Figure 17a shows the derived RBE_D distribution obtained with the MicroPlus probe for 2 Gy delivered at the middle of the 50 mm proton SOBP at iThemba Labs proton beam facility, South Africa, compared with RBE_D values obtained from Chinese hamster ovary (CHO-K1) SF cells measured in vitro in a PMMA phantom (Figure 17b) as well as the physical dose measured at the same position using a Markus^TM ionisation chamber. A 250 kVp x-ray was used as a reference radiation. RBE_D values were found to increase from 1.21–2.32 along the SOBP. The RBE calculated from the SOI-microdosimeter and MKM method was found to be in good agreement with that obtained from in vitro data within experimental uncertainty. The percentage difference was less than 8% for corresponding water equivalent depths [34].

The results presented provide good justification of the utility of 3D SOI Mushroom microdosimetry for RBE and cell survival prediction in proton therapy.

5. Conclusions

This paper summarises different designs of the 3D SOI Mushroom microdosimeters developed by the Centre for Medical Radiation Physics, University of Wollongong, Australia, and fabricated at SINTEF MiNaLab, Norway. These microdosimeters utilise 3D detector technology, and their application in proton and heavy ion therapy has been demonstrated in collaboration with international partners over the world. The SOI microdosimeters developed with a 3D SV mimicking the size of a biological cell with low noise readout electronics (MicroPlus probe) can be used to predict the LET of and radiobiological response of multiple cell lines to a wide range of ions. SOI microdosimetry detectors with high spatial resolution are very useful for detailed measurements at the end and distal falloff of the SOBP where the LET of charged particles increases significantly. The small size of the SOI detectors for microdosimetry and low power consumption of the battery operated MicroPlus probe allow a compact and fast setup for RBE-related quality assurance (QA) in water or plastic phantoms. This is a necessary step required for verification of the RBE weight dose predicted by treatment planning systems used in clinical particle therapy settings.
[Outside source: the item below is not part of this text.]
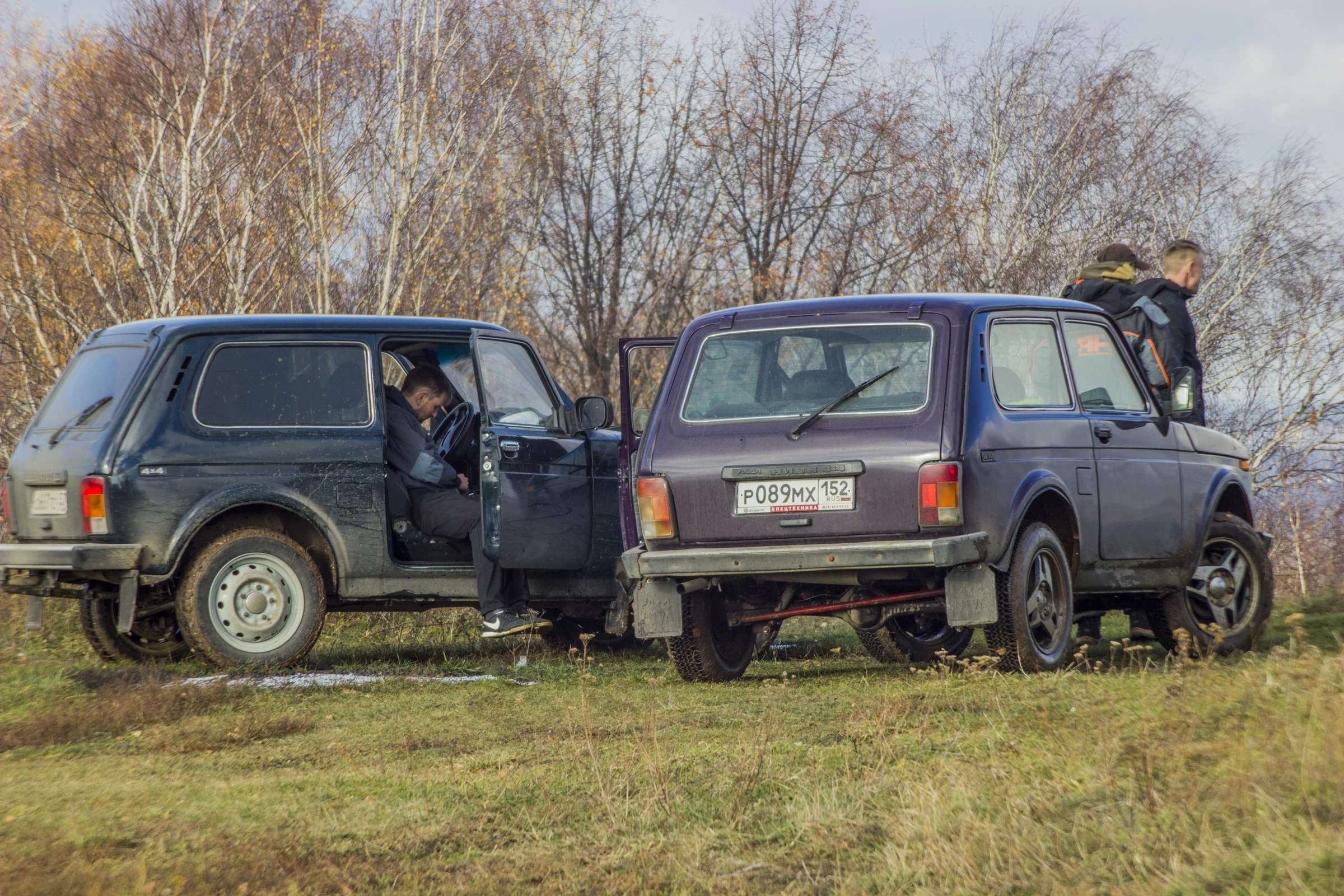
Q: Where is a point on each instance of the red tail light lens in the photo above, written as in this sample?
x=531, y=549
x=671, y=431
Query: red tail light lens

This work highlights the essential contribution of Australia to particle therapy research, which will benefit the Australian Bragg Centre for Proton Therapy and Research, currently under construction in Adelaide, and the National Particle Treatment and Research Centre planned at Westmead Hospital, Sydney as well as many other particle therapy centers over the world. The SOI microdosimeters were developed with funding support from National Health and Medical Research Council (NHMRC) of Australia, Australian Research Council (ARC), European Space Agency (ESA) and Norwegian Research Council, Norway.

6. Patents

Anatoly B. Rozenfeld “Method and apparatus for tissue equivalent solid state microdosimetry, U.S. Patent No. 8,421,022 B2, EP 2 102 685 B1.